Im missing a quadrant of heavy weapons from one of the secure bins...so I suspect he has gotten tired of Acme products and is going for something a bit more direct.

Gunner

"Somewhere a True Believer is training to kill you. He is training with minimum food or water,in austere conditions, day and night. The only thing clean on him is his weapon. He doesn't worry about what workout to do--- his rucksack weighs what it weighs, and he runs until the enemy stops chasing him. The True Believer doesn't care 'how hard it is'; he knows he either wins or he dies. He doesn't go home at 1700; he is home. He knows only the 'Cause.' Now, who wants to quit?"

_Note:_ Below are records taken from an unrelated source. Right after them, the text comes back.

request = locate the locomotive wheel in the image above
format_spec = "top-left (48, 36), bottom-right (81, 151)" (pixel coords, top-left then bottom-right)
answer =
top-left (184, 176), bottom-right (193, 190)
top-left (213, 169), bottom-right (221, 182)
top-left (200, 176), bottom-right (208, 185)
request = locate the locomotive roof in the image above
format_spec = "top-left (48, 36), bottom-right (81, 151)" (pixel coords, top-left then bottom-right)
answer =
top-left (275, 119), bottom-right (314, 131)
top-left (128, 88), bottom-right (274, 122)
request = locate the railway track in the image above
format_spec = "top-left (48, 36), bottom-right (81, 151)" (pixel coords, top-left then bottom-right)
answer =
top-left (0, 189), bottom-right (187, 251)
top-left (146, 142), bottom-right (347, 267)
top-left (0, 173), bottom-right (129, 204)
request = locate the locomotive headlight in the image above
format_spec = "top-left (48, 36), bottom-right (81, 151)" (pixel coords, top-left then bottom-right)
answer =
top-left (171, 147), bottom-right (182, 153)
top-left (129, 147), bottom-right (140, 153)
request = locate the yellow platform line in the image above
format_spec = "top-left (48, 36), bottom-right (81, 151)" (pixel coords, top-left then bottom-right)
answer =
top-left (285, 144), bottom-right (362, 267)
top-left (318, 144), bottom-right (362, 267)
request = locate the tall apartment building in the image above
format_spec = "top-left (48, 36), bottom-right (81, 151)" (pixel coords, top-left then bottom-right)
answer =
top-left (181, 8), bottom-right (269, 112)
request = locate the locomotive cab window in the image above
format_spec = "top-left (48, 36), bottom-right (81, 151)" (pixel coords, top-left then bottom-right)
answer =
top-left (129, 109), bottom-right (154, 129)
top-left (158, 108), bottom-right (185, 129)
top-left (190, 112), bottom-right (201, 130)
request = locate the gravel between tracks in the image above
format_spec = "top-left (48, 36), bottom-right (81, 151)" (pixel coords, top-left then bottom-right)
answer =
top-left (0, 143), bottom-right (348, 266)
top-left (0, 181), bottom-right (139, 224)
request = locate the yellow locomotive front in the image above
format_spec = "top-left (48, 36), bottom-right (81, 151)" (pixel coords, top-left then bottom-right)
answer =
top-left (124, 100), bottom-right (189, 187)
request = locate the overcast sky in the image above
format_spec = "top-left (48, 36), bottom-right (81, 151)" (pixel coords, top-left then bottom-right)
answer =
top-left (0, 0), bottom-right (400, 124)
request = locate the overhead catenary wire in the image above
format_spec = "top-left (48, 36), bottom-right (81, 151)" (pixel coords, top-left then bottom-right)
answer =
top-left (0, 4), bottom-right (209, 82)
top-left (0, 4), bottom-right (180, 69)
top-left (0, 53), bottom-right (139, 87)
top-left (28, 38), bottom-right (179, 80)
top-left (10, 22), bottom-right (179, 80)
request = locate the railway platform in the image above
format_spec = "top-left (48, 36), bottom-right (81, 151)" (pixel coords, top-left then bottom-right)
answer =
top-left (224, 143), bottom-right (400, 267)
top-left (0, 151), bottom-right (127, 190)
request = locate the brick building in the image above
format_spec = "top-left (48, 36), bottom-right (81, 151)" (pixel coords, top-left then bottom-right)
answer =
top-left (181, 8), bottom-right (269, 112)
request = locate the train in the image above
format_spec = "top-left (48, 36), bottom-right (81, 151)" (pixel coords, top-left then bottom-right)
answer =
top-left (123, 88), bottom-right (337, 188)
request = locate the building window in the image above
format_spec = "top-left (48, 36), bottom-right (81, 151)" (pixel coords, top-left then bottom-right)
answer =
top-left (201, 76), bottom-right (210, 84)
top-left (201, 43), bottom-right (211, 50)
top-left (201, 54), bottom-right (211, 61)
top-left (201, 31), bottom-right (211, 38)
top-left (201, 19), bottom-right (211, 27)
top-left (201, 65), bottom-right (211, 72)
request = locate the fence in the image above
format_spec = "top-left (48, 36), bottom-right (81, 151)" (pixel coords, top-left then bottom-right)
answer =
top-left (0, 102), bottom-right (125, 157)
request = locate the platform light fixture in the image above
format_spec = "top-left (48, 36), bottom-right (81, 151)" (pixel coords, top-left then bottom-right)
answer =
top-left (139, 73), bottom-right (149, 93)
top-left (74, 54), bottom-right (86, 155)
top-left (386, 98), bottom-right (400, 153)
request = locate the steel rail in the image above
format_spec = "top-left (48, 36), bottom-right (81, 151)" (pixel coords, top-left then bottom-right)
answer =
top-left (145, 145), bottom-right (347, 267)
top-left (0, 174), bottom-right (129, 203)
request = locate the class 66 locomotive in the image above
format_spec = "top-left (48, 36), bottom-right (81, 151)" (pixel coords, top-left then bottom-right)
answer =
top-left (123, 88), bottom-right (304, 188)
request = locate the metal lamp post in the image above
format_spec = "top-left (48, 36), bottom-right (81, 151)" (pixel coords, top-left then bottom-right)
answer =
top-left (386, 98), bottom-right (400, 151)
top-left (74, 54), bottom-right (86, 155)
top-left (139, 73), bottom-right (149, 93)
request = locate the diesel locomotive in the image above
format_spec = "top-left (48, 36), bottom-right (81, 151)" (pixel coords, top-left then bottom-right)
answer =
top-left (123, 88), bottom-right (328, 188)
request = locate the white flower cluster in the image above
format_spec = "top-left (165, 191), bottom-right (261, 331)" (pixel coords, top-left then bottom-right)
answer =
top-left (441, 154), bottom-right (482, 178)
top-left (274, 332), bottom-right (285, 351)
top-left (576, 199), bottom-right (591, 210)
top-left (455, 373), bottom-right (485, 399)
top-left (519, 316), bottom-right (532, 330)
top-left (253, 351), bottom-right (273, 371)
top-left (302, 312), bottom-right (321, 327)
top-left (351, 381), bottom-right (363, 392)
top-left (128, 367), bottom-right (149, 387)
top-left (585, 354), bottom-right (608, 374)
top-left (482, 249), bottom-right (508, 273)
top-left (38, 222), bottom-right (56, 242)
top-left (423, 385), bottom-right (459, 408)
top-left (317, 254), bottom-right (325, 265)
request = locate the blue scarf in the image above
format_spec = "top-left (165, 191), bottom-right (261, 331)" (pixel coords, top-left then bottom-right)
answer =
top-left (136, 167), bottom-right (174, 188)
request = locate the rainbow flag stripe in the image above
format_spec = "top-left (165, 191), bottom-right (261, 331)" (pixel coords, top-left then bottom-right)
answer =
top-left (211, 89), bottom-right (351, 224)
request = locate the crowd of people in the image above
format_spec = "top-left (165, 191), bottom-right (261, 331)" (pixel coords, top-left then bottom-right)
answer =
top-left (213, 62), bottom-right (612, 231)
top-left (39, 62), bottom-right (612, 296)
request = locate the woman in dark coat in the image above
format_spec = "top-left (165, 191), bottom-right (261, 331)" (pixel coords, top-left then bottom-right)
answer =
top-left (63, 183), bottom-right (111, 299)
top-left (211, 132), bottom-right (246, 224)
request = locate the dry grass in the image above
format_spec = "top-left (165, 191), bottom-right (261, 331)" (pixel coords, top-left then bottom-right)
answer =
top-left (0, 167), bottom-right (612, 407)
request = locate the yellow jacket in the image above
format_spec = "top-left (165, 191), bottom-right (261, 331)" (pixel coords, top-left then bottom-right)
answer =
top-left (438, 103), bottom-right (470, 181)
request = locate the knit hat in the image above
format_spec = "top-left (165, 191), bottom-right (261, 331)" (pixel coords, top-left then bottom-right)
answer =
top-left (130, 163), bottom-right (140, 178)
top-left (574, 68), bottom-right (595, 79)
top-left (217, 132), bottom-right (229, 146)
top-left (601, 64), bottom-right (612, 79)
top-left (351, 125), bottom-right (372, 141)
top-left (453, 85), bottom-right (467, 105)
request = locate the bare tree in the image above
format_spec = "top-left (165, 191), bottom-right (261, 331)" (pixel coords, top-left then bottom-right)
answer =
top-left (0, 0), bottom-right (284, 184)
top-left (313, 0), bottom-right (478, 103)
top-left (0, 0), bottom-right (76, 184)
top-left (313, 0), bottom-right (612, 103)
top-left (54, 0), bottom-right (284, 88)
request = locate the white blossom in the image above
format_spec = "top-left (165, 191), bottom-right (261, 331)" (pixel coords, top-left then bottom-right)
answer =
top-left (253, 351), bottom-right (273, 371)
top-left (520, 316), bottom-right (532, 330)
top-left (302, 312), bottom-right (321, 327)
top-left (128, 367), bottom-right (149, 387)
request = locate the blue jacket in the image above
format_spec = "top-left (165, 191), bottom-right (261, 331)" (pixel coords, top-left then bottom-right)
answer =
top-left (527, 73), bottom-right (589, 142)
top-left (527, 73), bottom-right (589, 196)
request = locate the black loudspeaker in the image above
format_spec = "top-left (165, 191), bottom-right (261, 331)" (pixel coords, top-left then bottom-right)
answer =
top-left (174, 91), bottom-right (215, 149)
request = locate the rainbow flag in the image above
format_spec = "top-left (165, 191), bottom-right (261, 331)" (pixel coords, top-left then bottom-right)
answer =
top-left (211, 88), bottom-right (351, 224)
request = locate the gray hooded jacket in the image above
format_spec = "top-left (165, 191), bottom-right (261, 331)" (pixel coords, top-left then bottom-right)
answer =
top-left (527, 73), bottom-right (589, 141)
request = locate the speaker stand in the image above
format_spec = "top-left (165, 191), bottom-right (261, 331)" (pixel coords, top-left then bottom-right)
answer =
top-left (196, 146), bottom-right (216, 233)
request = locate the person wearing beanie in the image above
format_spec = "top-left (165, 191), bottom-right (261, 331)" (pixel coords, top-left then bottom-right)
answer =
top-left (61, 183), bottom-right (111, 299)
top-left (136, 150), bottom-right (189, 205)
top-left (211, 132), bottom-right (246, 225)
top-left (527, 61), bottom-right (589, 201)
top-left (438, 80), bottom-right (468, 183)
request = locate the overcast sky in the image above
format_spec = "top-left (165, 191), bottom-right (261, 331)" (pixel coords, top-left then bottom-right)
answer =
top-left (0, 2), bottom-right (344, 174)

NCOIC of the Special Forces Assessment and Selection Course in a welcome speech to new SF candidates

Reply to
Gunner Asch

No. Car batteries (3 in series) make much better welds than that.

Reply to
Bob F

My father used to have a device that held carbon rods that you strike an arc with and fed filler rods into (he used it with car batteries)

Reply to
F Murtz

Called "Carbon Arc Welding", and one of the ugliest processes ever.

Reply to
Ernie Leimkuhler

I seem to remember seeing them in circa. 1950 (mid years) Popular Mechanics for sale in the back. Reminded me of carbon arc lamps. Likely the idea source.

Mart> >

Reply to
Martin H. Eastburn

I recall a time when Dad used two carbon rods from "D" cells and a set of jumper cables (hooked to a car battery) to produce enough heat to re-solder a wire on a generator/starter commutator . Saved our weekend of skiing behind Uncle Bill's boat ...

Reply to
Terry Coombs

In an auto rebuild shop during WW2 we used a single carbon with a handle. Connected the commutator to the battery with a strap and touched the carbon to the each bar near the wire to heat. The starter armatures were otherwise very hard to solder, because of the heavy conductors. I suspect that works better on 6V than on 12V as there was plenty of heat on 6V.

Don Young

Reply to
Don Young

My dad described a similar setup he used for rebuilding batteries in the starter and battery shop he worked in just out of high school, soldering the cell connecting straps. I suspect that if you tried it on anything modern-made, it'd fall apart, last starter I worked on looked like the commutator had an injection-molded insulator, not mica with chevron washers, and all the connections were crimped/punched, not soldered.

Stan

Reply to
stans4

That makes the old 'Solid Ox' welds look good.